Check out our demo website set up with mock data for visualising a running dashboard.

Make sure to set the date range between May 2023 - June 2023 to see the data.

Log in details:

Username: uid_1

Password: user1

Key Features

Open-source
Multi-level data aggregation across users, groups, departments, and institutions
Cluster-informed emissions estimation built into the system
Real-time carbon intensity via the Carbon Intensity API (for UK-based clusters only)
Grafana-based dashboard with interactive visualisations and plots
Visibility into carbon emissions from failed jobs
Data processed and stored locally on the HPC system for privacy and control

Who is it for?

The dashboard is intended for users of research computing infrastructure, including researchers running computational workloads. System administrators and research software engineers play a key role in installing, configuring, and maintaining the dashboard on HPC systems.

Visit the Green Algorithms website for a quick walkthrough of the tool.

Deployment notes

The Green Algorithms HPC Dashboard is built using the Green Algorithms methodology. The only data used are the SLURM logs of individual jobs. It combines a data collection backend, a PostgreSQL database, and a Grafana server that queries the database and visualises the results. The backend should be configured as a daily cron job to pull and process the previous day's logs, keeping the dashboard up to date.

By the end of this guide, you will have:

A PostgreSQL database populated with your HPC usage data
A running Grafana server with dashboards configured
User accounts set up for your team

The system has three components:

Backend - queries the HPC scheduler (here SLURM via sacct), aggregates usage per user per day, and calculates estimated energy use and carbon footprint.
Database - a PostgreSQL database storing the processed usage data
Frontend - a Grafana server that queries the database and displays the data as interactive graphs and charts

Prerequisites

1. Python environment (Miniforge)

First, set up a Python environment (Python 3.13+ recommended) using Miniforge (recommended). Follow the instructions for your platform (see also the Miniforge GitHub repository if needed).

Once installed, you can create an environment.
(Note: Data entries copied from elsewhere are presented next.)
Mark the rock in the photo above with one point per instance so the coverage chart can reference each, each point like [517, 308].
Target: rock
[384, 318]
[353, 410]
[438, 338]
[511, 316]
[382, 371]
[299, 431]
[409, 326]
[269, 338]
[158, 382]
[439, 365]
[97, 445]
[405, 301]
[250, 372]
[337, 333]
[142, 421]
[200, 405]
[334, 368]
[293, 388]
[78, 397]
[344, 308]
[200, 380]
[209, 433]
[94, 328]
For example:

$ conda create -n py313 python=3.13 -c conda-forge
$ conda activate py313

This environment is where you will install the ga_dashboard package and its dependencies in the next step.

For more information about conda and its list of commands, please go to the conda documentation website.

2. Download the latest release and install python packages and dependencies

Download the source code from the latest release and extract it. Install the ga_dashboard python package and dependencies from requirements.txt in your conda environment.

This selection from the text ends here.